The dose-response relation between serum homocysteine and cardiovascular disease: implications for treatment and screening

Abstract

With the recognition that serum homocysteine may cause cardiovascular disease there is clinical interest in homocysteine measurement to guide treatment with folic acid. It is uncertain whether treatment is best directed at those with high homocysteine or those at high risk irrespective of initial homocysteine. Dose-response plots of the associations between serum homocysteine and ischaemic heart disease and deep vein thrombosis were determined from retrospective (case-control) studies (a meta-analysis of 12 age-matched studies) prospective studies and studies of the C677T MTHFR polymorphism (a comparison of risk in three genotypes in a meta-analysis of 72 studies).

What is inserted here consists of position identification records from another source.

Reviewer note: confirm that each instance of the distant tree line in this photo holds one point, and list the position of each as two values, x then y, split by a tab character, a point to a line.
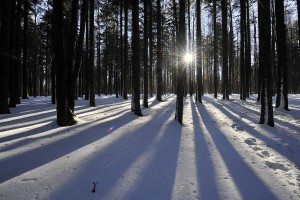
79	48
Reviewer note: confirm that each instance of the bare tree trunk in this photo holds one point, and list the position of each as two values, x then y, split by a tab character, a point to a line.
199	58
5	57
92	55
146	30
265	62
181	68
136	59
282	93
225	50
159	83
215	49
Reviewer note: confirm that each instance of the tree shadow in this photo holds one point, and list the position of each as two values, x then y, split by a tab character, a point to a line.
249	185
267	139
43	154
134	158
205	170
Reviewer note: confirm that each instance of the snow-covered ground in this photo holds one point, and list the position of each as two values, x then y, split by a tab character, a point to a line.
221	152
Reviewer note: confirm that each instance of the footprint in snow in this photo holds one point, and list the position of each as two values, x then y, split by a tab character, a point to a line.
276	166
250	141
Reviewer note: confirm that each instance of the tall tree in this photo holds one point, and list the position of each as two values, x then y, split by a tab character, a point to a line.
282	84
181	67
70	53
64	116
125	78
225	50
25	52
136	59
242	50
298	8
199	60
159	83
4	57
215	49
151	47
92	55
146	30
265	64
13	62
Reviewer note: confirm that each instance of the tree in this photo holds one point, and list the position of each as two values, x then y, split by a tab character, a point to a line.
282	85
199	60
146	30
136	59
181	67
5	57
215	49
265	65
25	52
159	54
225	50
92	55
125	78
242	50
64	115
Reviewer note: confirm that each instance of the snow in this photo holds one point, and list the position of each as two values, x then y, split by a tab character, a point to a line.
221	152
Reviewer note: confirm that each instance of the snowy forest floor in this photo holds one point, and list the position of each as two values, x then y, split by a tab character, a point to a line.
221	152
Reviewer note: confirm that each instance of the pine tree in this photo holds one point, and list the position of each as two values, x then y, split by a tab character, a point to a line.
136	59
181	67
264	24
5	56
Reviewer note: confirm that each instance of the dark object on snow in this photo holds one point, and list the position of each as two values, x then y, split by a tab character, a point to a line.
94	188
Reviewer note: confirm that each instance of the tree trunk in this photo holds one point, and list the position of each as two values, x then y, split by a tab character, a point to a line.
146	30
242	51
5	57
25	52
13	61
159	83
199	45
64	116
265	64
215	49
282	93
151	48
181	68
136	59
225	50
92	55
125	83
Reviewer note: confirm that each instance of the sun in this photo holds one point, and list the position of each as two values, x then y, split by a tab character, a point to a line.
188	57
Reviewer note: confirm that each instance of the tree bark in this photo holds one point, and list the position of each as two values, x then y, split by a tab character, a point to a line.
146	30
159	83
5	57
282	85
64	116
181	68
125	83
225	50
215	49
92	55
136	59
199	54
25	52
265	64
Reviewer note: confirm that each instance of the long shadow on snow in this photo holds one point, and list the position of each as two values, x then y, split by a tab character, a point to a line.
248	184
266	139
111	164
205	169
30	160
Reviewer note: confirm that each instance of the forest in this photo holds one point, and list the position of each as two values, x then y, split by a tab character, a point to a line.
78	48
141	99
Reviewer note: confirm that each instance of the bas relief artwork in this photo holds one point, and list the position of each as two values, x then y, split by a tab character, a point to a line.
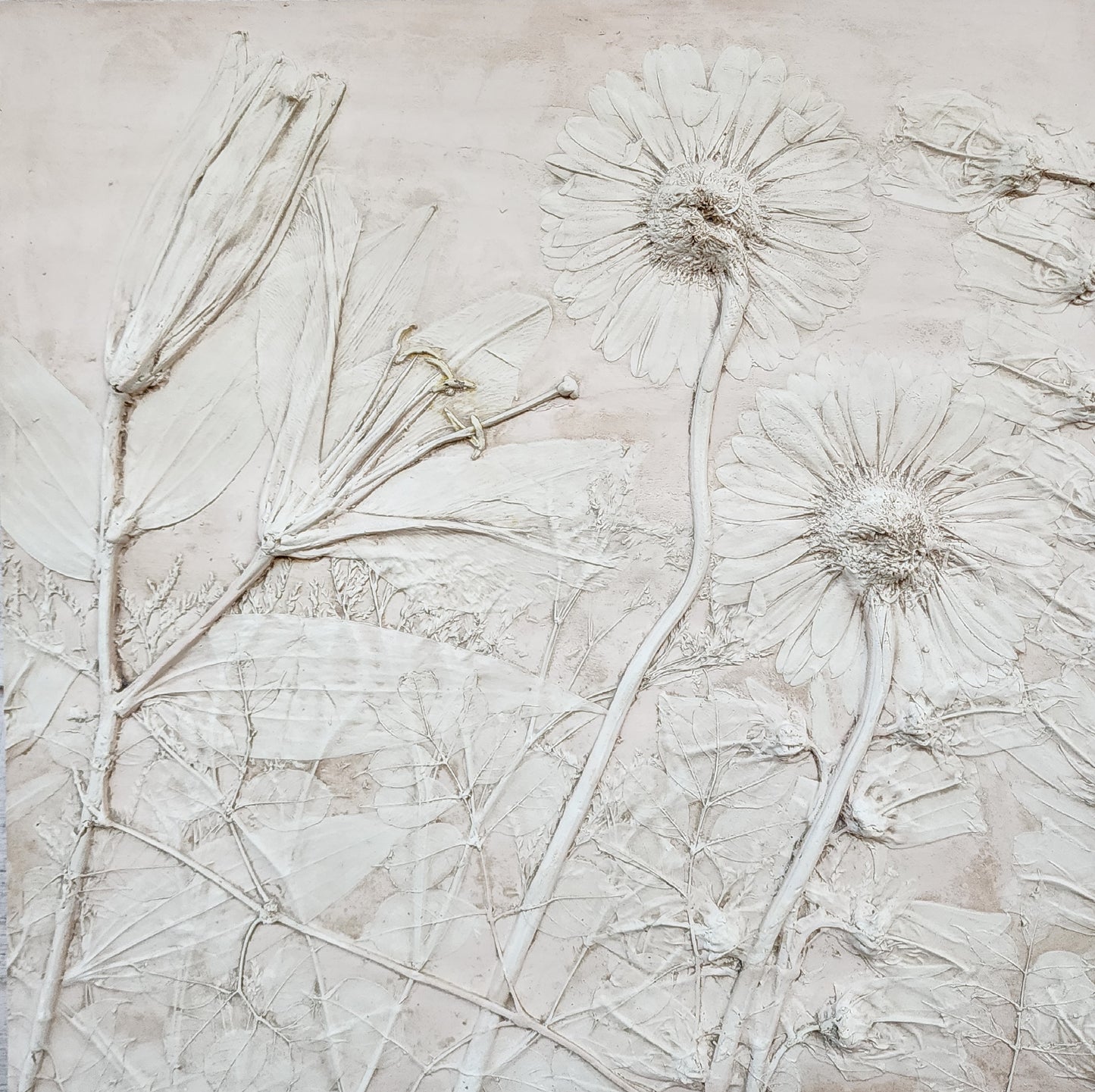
662	663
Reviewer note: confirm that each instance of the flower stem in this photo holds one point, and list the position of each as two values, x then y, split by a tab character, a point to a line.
96	794
1075	180
132	696
811	848
538	896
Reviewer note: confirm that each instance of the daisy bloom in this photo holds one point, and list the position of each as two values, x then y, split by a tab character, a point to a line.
840	493
684	191
950	152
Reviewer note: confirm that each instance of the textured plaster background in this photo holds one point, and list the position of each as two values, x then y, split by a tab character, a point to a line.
457	105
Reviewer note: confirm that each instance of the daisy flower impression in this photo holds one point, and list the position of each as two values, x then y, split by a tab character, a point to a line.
703	221
841	493
687	191
866	533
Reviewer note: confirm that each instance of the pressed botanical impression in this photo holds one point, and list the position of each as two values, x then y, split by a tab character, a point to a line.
366	813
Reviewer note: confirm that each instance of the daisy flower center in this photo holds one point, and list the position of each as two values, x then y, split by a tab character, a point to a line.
1087	294
700	221
884	533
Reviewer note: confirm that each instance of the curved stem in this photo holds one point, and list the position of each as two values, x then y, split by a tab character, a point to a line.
477	1058
96	794
811	848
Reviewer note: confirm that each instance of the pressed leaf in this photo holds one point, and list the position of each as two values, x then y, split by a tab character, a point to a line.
1059	1012
327	687
49	465
490	533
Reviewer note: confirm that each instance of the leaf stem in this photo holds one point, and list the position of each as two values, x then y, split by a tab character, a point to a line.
96	796
811	848
516	1016
538	896
1075	180
132	696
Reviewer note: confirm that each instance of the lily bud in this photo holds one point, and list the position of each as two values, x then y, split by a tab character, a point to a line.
218	211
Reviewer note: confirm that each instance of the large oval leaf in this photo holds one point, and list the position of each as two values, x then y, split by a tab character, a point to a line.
49	465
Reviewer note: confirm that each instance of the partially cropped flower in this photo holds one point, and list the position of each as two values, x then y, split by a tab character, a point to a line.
1048	380
777	727
890	1025
842	491
950	152
690	196
218	211
910	797
1062	468
371	405
1028	258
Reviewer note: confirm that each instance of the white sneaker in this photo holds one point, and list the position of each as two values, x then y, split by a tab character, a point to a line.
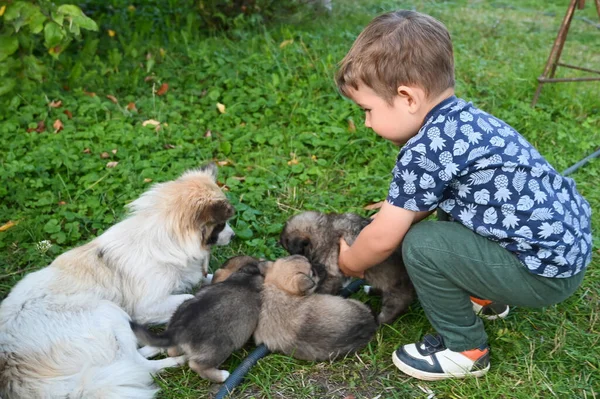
430	360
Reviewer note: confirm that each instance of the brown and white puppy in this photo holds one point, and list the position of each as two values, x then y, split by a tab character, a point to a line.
316	235
64	330
295	321
218	321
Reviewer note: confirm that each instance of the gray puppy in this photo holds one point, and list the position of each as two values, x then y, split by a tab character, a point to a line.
219	320
316	235
295	321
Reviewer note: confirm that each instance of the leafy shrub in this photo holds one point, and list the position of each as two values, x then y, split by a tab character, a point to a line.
24	23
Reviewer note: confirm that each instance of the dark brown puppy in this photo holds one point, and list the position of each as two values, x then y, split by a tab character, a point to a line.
316	235
232	265
308	326
219	320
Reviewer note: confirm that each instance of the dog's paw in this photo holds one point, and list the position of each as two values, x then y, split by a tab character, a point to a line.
149	351
207	279
223	375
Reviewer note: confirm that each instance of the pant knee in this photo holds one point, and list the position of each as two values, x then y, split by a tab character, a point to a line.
416	241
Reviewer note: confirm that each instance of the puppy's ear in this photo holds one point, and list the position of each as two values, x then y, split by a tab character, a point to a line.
220	275
320	271
299	246
264	266
216	212
210	169
303	284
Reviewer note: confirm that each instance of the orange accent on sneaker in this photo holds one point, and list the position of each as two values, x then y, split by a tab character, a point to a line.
481	302
474	354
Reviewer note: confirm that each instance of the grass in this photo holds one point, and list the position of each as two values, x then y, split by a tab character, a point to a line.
286	142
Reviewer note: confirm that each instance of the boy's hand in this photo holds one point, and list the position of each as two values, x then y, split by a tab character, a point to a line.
344	247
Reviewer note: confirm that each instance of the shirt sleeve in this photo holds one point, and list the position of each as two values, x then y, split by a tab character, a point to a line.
423	171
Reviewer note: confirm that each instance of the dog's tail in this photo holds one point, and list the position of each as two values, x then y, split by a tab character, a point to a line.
146	337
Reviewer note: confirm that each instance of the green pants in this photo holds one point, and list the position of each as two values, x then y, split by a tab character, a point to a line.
447	263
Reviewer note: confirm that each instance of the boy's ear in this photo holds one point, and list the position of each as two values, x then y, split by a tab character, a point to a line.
412	96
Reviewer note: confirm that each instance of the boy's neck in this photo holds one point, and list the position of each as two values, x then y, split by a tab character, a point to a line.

The value of serum homocysteine as a screening test was assessed from distributions of serum homocysteine in men who did and did not die from ischaemic heart disease in a large prospective study. There were straight-line relationships between serum homocysteine and disease events in the three types of study; a given decrease in homocysteine would produce a similar proportional risk reduction from any pre-treatment level. There was substantial overlap between the distributions of serum homocysteine in men who did and did not die of ischaemic heart disease, indicating poor screening performance; there was no serum homocysteine cut-off that concentrated the majority of disease events into a small minority of the population. Interventions to lower serum homocysteine, if judged to be worthwhile, should not be limited to people with a high homocysteine but should be offered to everyone at high risk, regardless of pre-treatment homocysteine.